2. Par une ordonnance n° 2103257 du 25 octobre 2021, le juge des référés du tribunal a rejeté la requête présentée par M. A tendant à la suspension de l'exécution du courrier remis le 15 septembre 2021, l'informant de ce qu'il ne pouvait plus exercer son activité professionnelle de sapeur-pompier professionnel, ensemble la décision du 20 septembre 2021 par laquelle le président du conseil d'administration du service départemental d'incendie et de secours de l'Oise a prononcé sa suspension d'activité au titre des dispositions de la loi n

° 2021-1040 du 5 août 2021 relative à la gestion de la crise sanitaire, au motif qu'il n'était pas fait état d'un moyen propre à créer, en l'état de l'instruction, un doute sérieux quant à la légalité de cette décision.

3. Cette ordonnance de rejet a été notifiée à M. A le 25 octobre 2021 via l'application Télérecours dont il a accusé réception le 27 octobre 2021. Le courrier de notification rappelait que l'intéressé devait confirmer le maintien de sa requête en annulation et ce, dans le délai d'un mois, sous peine d'être réputé s'être désisté de cette requête.

M. A n'a, ni dans le délai d'un mois précité, ni d'ailleurs après l'expiration de celui-ci, produit de mémoire ou courrier confirmant le maintien de sa requête. Il est ainsi, en application des dispositions précitées de l'article R. 612-5-2 du code de justice administrative, réputé s'être désisté de l'ensemble de ses conclusions.
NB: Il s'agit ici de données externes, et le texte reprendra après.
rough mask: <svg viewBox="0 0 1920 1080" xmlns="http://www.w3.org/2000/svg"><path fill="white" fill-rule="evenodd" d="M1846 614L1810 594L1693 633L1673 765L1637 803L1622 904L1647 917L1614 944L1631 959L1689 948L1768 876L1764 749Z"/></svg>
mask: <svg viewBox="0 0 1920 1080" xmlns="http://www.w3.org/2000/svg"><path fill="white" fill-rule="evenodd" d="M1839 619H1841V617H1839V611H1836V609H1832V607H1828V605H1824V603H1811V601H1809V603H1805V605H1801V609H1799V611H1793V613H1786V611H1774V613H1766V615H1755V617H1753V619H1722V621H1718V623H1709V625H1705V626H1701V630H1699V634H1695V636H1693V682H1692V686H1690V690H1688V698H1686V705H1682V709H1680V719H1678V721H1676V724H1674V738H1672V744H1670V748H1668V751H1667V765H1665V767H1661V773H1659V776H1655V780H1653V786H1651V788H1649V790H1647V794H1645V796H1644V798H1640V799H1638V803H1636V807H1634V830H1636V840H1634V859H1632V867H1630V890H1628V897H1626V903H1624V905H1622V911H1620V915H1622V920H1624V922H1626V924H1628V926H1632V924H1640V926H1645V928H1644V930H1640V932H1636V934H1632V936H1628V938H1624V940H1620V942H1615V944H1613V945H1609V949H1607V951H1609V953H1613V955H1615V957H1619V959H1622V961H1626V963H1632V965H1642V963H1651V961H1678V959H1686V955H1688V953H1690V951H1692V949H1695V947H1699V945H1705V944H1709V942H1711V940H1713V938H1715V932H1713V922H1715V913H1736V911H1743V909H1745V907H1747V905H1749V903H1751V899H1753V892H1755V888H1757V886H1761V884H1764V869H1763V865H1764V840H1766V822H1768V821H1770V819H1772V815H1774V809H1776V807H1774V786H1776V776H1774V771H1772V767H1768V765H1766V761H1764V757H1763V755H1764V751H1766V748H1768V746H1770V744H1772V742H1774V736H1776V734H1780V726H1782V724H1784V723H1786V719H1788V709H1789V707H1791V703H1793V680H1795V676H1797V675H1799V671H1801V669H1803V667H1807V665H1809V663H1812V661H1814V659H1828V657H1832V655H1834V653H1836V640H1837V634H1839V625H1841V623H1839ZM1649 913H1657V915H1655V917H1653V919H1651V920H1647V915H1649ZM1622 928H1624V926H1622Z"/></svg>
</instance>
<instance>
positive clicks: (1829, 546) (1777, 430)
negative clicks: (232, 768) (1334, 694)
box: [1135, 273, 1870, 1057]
Rien ne s'oppose à ce qu'il soit donné acte de ce désistement d'instance.

ORDONNE :

Article 1er : Il est donné acte du désistement d'instance de M. A.

Article 2 : La présente ordonnance sera notifiée à M. B A et au service départemental d'incendie et de secours de l'Oise.

Fait à Amiens, le 18 janvier 2023.

Le président de la 3ème chambre,

signé

S. Thérain

La République mande et ordonne à la préfète de l'Oise en ce qui la concerne ou à tous commissaires de justice à ce requis en ce qui concerne les voies de droit commun contre les parties privées de pourvoir à l'exécution de la présente ordonnance.